SFR est épinglé par l'autorité concernant le déploiement de son réseau mobile en 3G, où il annonce depuis le mois de décembre une couverture de 99,3% de la population métropolitaine. L'ARCEP estime que la fiabilité de la carte de couverture n'apparait pas suffisante par rapport aux contrôles réalisés. Elle demandera si besoin tous les documents nécesaires pour vérifier la couverture et enquêtera sur le terrain.

Enfin, les sociétés Bouygues Télécom, Free, Orange et SFR sont dans le collimateur de l'ARCEP à propos du déploiement de la 3G en zone rurale (zones blanches). Le programme de partage de réseau commun (RAN Sharing) dans les zones les moins denses n'a été rempli qu'à 25%. Dans ce partage, Bouygues Télécom déstablisé par un quatrième acteur, a assuré ne plus pouvoir financer à parts égales avec Orange et SFR ces dites zones, alors «qu'il réalise moins de 15% de part de marché sur les zones blanches 3G». Le nombre total de sites partagés à fin 2013 est d'environ 650 alors que les opérateurs se sont engagés à en déployer à 3 (sauf Free Mobile), plus de 2 400. De plus, le quatrième acteur a pris l'engagement de rejoindre le réseau commun (conformément à la licence 3G acquise), mais ne semble pas encore décider à participer aux déploiements avec ses concurrents.
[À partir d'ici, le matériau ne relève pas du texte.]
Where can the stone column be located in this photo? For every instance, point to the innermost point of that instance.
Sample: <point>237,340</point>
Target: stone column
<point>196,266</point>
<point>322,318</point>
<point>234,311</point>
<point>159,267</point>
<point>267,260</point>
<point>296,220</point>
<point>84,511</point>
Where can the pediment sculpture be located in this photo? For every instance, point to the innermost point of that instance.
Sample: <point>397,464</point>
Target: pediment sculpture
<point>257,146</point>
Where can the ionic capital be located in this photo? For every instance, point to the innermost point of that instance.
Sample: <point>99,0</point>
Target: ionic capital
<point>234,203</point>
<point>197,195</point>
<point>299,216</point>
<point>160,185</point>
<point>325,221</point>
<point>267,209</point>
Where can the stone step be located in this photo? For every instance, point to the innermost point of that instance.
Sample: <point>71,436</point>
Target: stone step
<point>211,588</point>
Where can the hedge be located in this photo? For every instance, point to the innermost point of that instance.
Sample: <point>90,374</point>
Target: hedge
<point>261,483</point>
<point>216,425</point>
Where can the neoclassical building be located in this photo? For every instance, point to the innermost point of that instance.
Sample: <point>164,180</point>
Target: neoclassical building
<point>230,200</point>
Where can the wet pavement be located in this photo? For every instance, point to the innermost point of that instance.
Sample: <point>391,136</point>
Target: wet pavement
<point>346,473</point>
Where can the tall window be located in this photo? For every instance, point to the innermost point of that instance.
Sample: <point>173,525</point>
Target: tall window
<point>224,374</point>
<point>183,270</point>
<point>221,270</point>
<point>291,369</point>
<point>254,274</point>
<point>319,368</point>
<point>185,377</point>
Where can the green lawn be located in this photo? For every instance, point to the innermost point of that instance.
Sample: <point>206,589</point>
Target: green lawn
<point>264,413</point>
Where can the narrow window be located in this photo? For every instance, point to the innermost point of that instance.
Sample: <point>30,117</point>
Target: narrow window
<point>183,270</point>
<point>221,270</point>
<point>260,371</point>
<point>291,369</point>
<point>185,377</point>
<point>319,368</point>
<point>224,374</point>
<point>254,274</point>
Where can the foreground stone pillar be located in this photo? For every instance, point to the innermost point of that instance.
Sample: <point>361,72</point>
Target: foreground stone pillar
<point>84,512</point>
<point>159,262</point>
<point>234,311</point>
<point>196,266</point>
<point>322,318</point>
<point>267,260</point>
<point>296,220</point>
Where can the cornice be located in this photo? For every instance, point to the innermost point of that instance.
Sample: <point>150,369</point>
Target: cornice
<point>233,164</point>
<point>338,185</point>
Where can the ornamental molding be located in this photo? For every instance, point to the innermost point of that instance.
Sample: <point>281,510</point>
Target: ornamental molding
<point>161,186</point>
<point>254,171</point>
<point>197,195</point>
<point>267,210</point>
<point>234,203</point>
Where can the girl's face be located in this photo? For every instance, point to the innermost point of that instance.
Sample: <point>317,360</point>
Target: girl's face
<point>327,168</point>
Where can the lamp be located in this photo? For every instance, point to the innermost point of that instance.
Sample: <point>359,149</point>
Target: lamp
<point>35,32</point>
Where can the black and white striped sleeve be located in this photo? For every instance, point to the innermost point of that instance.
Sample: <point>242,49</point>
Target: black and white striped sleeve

D'autres enquêtes sont ouvertes chez Orange à propos de la qualité de service des offres de gos sur le marché entreprise, et de la qualité du service universel (raccordement au service téléphonique).

Ses contrôles pourront déboucher sur une sanction si l'ARCEP estime que les obligations n'ont pas été respectées, et si les choses n'évoluent pas dans le bon sens.